HD 29559

Observation data Epoch J2000 Equinox J2000
- Constellation: Caelum
- Right ascension: 04^{h} 37^{m} 19.2681^{s}
- Declination: −41° 52′ 22.596″
- Apparent magnitude (V): 6.40±0.01

Characteristics
- Evolutionary stage: main sequence
- Spectral type: A5 IV-V
- B−V color index: +0.15

Astrometry
- Radial velocity (R_{v}): 24.2±0.8 km/s
- Proper motion (μ): RA: +25.296 mas/yr Dec.: +49.716 mas/yr
- Parallax (π): 7.9974±0.0193 mas
- Distance: 407.8 ± 1.0 ly (125.0 ± 0.3 pc)
- Absolute magnitude (M_{V}): +1.03

Details
- Mass: 2.19±0.04 M_{☉}
- Radius: 3.17±0.08 R_{☉}
- Luminosity: 35±3 L_{☉}
- Surface gravity (log g): 3.7±0.1 cgs
- Temperature: 7,852±36 K
- Metallicity [Fe/H]: −0.01 dex
- Rotational velocity (v sin i): 176±5 km/s
- Age: 719 Myr
- Other designations: 8 G. Caeli, CD−42°1572, CPD−42°507, GC 5653, HD 29559, HIP 21525, SAO 216899

Database references
- SIMBAD: data

= HD 29559 =

Star in the constellation Caelum

HD 29559 is a solitary star in the southern constellation Caelum. It has an apparent magnitude of 6.40, placing it near the max naked eye visibility. The star is situated at a distance 408 light years based on parallax measurements but is receding with a heliocentric radial velocity of 24.2 km/s.

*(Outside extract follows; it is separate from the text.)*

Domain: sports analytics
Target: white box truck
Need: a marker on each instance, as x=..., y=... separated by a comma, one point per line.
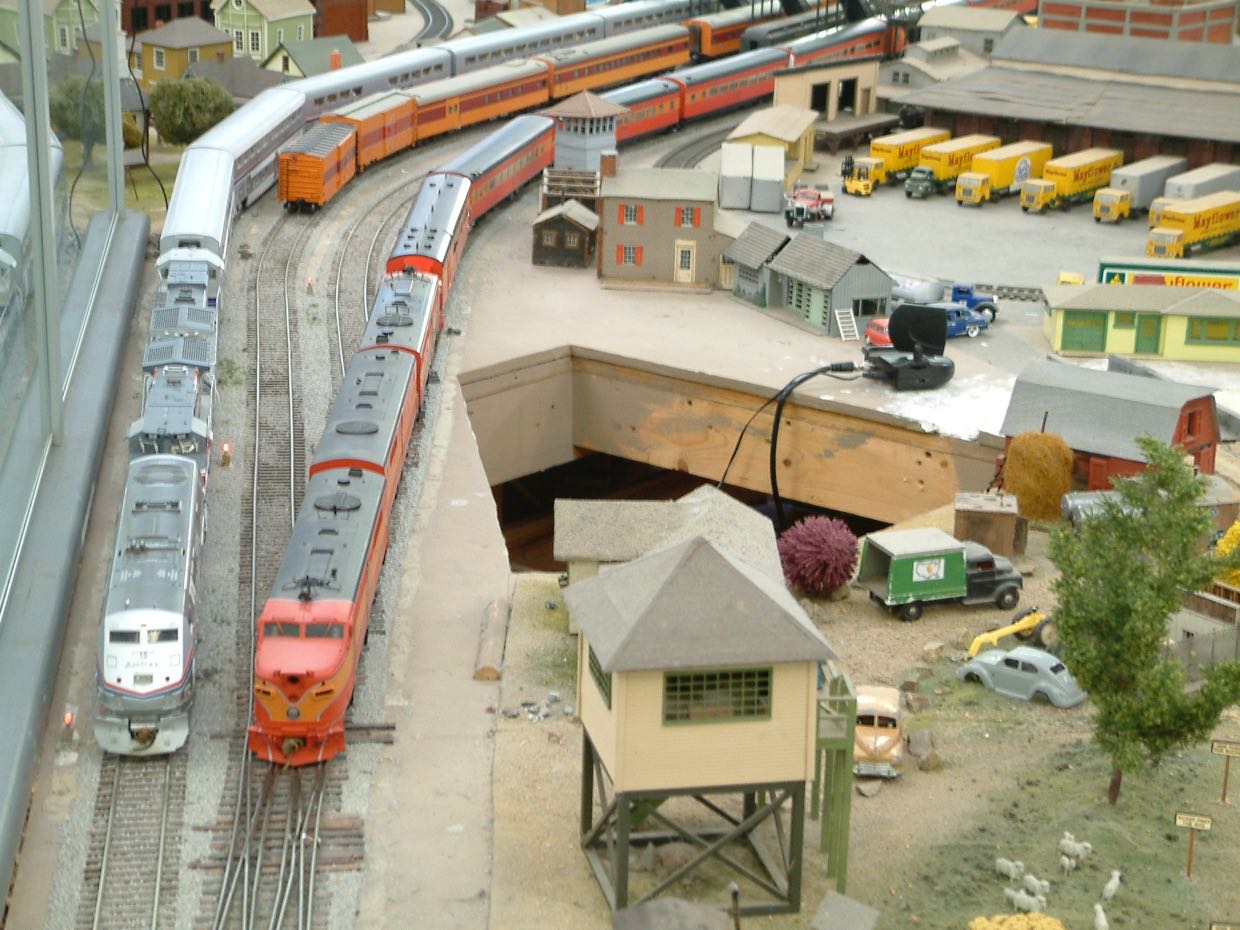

HD 29559 has a stellar classification of A5 IV-V — a luminosity class intermediate between a main sequence star and subgiant. It has alternatively been classified as A3 Vs:, indicating that it is an A-type main-sequence star with sharp (narrow) absorption lines due to slow rotation. However, there is uncertainty behind the class.

It has 2.19 times the mass of the Sun and a slightly enlarged diameter of 3.17 solar radius. It radiates at 35 times the luminosity of the Sun from its photosphere at an effective temperature of 7852 K, which gives it a white hue. Contrary to the second classification, HD 29559 spins rapidly with a projected rotational velocity of 176 km/s and has a solar metallicity. It is estimated to be 719 million years old, having completed 85.9% of its main sequence lifetime.